JR Scott, EdD, MPH and CA Gunderson, MD

Department of Ophthalmology and Visual Sciences;
University of Texas Medical Branch

Abstract: Objectives: The purpose of this study was to identify differences in ophthalmology resident candidates and practicing ophthalmologists’ career perceptions. A secondary aim was to evaluate specific demographic factors (e.g., gender, ethnicity, career interests, etc.) among residency candidates regarding their career perceptions.
Methods: A survey instrument (Critical factors in Career Perceptions) was sent by e-mail to prospective residents (n= 122).
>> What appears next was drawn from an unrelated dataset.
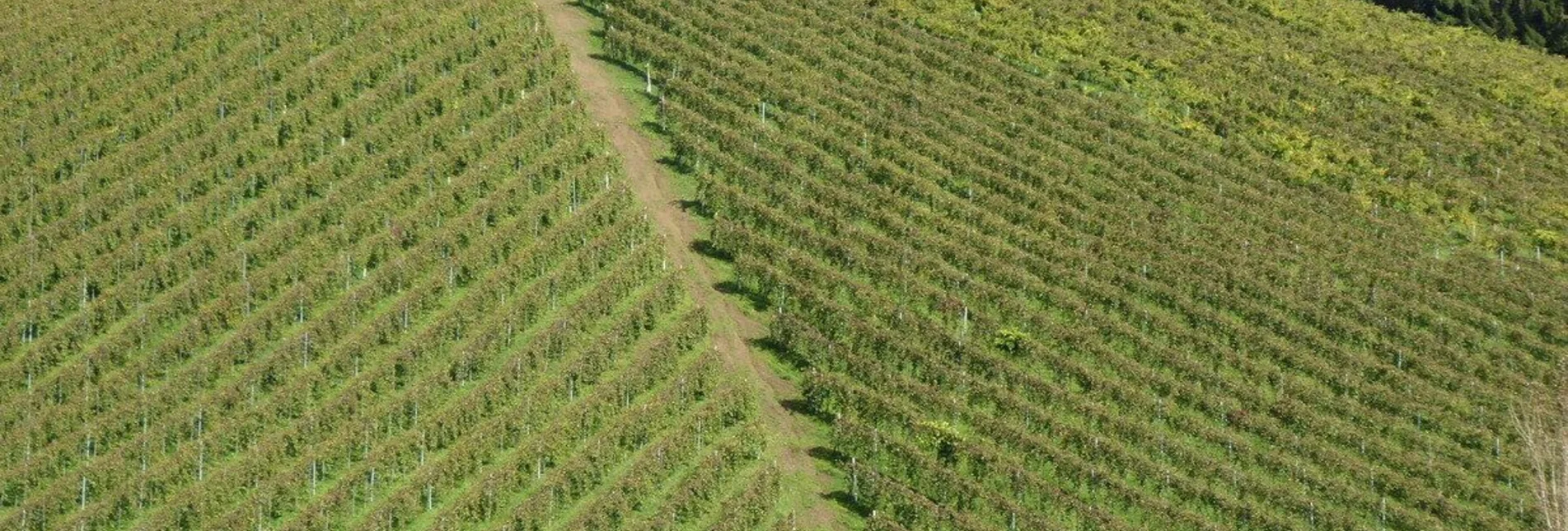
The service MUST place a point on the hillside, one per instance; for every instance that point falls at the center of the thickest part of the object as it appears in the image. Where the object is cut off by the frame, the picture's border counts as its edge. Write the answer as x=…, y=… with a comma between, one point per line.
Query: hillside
x=736, y=265
x=1031, y=302
x=340, y=266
Group differences were calculated using a one sample t-test analysis.
Results: Compared to practicing ophthalmologists (n = 56), residency candidates were more likely (p < 0.05) to expect greater professional job satisfaction from a number of career factors (e.g., time with patients, physician teamwork, etc.); family-personal factors (e.g., diversity of job skills, sole professional responsibility, etc.); and financial factors (i.e., income and security) than those in practice. Gender differences between candidates revealed that women were more interested in spending time with patients and in computer technology applications.
Conclusions: These results suggest that medical school and residency program leaders to consider specific factors ophthalmologists encounter in their profession so that residency candidates have a more realistic view of their chosen profession. Several recommendations for resident recruitment and curriculum development are provided.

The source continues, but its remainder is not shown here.